What prompted the Trading Corporation of Pakistan to resume cotton procurement operations is a question being debated in textile circles for the last few days. The mid-season entry of the TCP is a surprise for those associated with the cotton trade, as the move is not compatible with the prevailing realities.
The progressive growers, who still hold a sizable stock of seedcotton (phutti), on average fetch for the commodity Rs1,050 per 40kg — the highest seasonal rate being Rs1,225 for good quality stocks against the official support price of Rs800 per 40kg. The spinners are willing lint-buyers between Rs2,250 and 2,450 per maund depending on the quality premiums of the lots in trade. What was the need to direct the TCP to resume operations, as it has many other pressing problems to resolve.
“In just one go, the entire cotton trade became a complete mess”, spinners claim, adding,”who will decide whether it is better to add value to export products or sell them in a raw form”.
Spinners fear the lint prices could swell to Rs2,700 per maund in post-holiday trading in sympathy with the higher TCP price of Rs2,459 per 40 kg, upsetting their export projections and adding significantly to the production cost of textiles.
The TCP sources commenting on their late operations say, “we have to abide by the official directive without questioning the rationale behind such a move, and that is why we are in the market”.
“We are buying only contamination-free lint from some registered ginneries in upper Sindh and southern Punjab cotton belt to support the growers for the next crop,” the TCP sources said.But they were, however,not clear as to how their purchases would affect the local prices.
According to official policy guidelines the government agencies have been asked to enter the market if the prices fall below the minimum procurement rates in a bid to ensure fair prices for tillers. Moreover, the official agencies are allowed to resume operations after spinning sector purchases the bulk of its annual requirement of lint. The step is aimed at ensuring competitive prices to all major participants including the grower, the ginner and the spinner. Nobody could deny the fact that the mill lint consumption has already touched the high mark of 1.250 million bales last year as more than 100 sick mills had resumed their operations after sponsors undertook modernization and expansion programmes.
The current year’s crop may not touch the high mark of 10 million bales, according to latest phutti arrival figures. Some cotton analysts predict a final crop figure of well below 10 million bales. The supply gap may be around 2.5 million bales.
Some leading spinners fear a lot of political manoeuvring behind the TCP’s snap entry into the market at this late stage.

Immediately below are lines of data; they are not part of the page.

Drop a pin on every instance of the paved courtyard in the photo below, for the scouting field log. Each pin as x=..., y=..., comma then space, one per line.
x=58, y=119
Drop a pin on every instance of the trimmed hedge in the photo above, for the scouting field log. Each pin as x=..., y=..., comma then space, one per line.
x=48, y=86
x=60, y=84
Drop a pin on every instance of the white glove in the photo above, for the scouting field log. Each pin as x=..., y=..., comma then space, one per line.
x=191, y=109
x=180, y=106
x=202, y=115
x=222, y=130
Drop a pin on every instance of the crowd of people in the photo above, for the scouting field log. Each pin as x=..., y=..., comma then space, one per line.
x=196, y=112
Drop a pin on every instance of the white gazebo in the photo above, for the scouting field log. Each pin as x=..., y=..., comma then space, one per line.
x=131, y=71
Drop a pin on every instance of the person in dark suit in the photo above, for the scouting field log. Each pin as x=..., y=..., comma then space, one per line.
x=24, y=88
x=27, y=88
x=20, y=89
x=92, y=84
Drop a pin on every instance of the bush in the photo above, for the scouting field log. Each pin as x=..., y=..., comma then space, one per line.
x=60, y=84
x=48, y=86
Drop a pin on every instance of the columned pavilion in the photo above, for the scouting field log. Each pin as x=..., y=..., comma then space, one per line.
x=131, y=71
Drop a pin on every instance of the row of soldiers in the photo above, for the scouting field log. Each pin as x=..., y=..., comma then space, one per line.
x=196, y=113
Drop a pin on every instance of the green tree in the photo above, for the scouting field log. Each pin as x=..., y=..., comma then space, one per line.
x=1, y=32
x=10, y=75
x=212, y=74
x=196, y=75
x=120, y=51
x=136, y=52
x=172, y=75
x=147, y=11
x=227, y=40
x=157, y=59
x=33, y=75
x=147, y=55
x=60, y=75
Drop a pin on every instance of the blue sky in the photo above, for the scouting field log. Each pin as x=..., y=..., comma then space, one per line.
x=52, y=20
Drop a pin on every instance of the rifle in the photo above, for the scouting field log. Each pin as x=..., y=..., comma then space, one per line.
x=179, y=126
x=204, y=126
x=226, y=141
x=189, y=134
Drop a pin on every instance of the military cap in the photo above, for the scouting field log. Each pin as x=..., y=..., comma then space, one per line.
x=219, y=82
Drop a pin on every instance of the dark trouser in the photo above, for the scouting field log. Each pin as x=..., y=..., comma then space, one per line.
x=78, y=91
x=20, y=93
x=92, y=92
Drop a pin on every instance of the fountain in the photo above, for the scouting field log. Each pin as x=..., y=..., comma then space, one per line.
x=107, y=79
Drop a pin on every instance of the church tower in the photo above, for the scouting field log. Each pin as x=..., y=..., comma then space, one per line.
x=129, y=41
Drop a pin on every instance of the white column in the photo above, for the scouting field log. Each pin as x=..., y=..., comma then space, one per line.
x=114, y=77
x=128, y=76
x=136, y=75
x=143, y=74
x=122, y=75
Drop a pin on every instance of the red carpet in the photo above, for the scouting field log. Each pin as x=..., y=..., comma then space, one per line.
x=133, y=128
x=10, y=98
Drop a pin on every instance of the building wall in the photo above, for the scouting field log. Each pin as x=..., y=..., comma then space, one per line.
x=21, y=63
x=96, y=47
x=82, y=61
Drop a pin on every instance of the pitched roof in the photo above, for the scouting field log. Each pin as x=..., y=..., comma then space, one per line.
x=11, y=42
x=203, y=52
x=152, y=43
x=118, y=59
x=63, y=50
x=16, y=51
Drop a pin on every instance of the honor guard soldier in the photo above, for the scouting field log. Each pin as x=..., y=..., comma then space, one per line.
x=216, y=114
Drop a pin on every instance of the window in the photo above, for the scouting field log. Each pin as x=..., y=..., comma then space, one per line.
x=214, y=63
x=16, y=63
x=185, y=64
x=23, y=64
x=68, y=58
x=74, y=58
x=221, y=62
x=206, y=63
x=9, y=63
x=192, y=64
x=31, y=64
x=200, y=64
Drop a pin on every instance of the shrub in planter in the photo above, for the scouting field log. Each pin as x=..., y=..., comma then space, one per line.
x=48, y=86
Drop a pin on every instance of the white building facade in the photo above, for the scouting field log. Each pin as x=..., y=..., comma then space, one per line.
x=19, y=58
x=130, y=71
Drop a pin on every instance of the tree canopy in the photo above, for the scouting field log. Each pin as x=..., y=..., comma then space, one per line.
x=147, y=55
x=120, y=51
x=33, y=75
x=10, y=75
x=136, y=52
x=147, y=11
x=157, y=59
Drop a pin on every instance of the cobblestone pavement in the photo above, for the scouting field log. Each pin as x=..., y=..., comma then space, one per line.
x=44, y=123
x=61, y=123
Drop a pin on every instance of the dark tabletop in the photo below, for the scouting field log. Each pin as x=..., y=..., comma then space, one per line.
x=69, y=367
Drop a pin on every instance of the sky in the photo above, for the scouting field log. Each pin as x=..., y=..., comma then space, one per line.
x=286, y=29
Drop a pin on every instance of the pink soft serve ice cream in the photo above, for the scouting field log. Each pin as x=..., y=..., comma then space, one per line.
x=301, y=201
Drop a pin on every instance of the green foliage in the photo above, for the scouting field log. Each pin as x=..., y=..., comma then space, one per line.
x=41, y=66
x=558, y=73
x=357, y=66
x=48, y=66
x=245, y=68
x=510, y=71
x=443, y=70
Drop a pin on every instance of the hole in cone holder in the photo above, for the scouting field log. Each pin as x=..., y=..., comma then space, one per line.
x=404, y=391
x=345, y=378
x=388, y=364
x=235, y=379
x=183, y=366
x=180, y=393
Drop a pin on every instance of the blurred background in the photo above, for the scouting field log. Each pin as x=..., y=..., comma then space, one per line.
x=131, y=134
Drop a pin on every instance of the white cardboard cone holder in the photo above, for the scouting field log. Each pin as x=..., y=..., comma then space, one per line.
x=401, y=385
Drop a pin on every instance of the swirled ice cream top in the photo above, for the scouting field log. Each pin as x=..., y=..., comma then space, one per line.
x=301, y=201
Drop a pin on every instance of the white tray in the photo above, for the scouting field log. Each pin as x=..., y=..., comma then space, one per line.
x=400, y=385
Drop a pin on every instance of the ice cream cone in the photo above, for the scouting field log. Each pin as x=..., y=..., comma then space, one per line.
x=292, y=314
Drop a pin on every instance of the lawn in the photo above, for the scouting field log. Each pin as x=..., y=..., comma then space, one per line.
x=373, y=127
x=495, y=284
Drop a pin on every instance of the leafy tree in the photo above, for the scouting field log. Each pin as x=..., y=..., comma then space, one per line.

It will certainly affect the national export target of $10.5 billion, 65 per cent of which is contributed by the textile sector, they say.There is a supply gap of about 2 to 2.5 million bales.
Spinners are worried over the supply gap and could not precisely decide how to react to the developing situation. What worries them most is higher world prices, which make export more expensive.
Although, under the trade policy both import and export of lint cotton is free but what matters is the competitive import price. New York cotton futures, well above 50 cents per lb, take away competitive edge from us despite lower production costs, spinners said.
There was a virtual scare among the spinners and mills after the news reached the market. The physical business received a big jolt. Fears prevailed that the TCP’s higher prices could have sympathetic impact on other types of lint too, which had already touched the high mark of Rs2,450 per maund during the last couple of sessions.
“The TCP’s entry into the market may be good for the entire cotton trade, including the tillers but the timing is wrong”, one broker said, adding: “It should have deferred its operations for another month, to enable the textile industry cover its 80 per cent annual demand”.
The purchase price announced by the TCP for the contamination-free lint with a staple length of 1-1/32 inches from the registered model ginning factories in upper Sindh and southern Punjab cotton belt is Rs2,459 per 40kg.
A leading cotton broker has confirmed that the TCP has already bought modest lots from two ginneries of Sindh and Punjab at a fixed rate, which had an instant sympathetic positive impact on the local prices.
The TCP is expected to revise the rates in line with the international parity levels and there is a possibility that it may make forward sales to foreign buyers to avert an unforeseen losses.
At the same time, the TCP inventory could also be used as a buffer stock in case the crop is short and the spinners need additional supplies, market sources said.
The supply position may further accentuate as private sector exporters are also in the market and had so far purchased 0.110 million bales against the forward sales.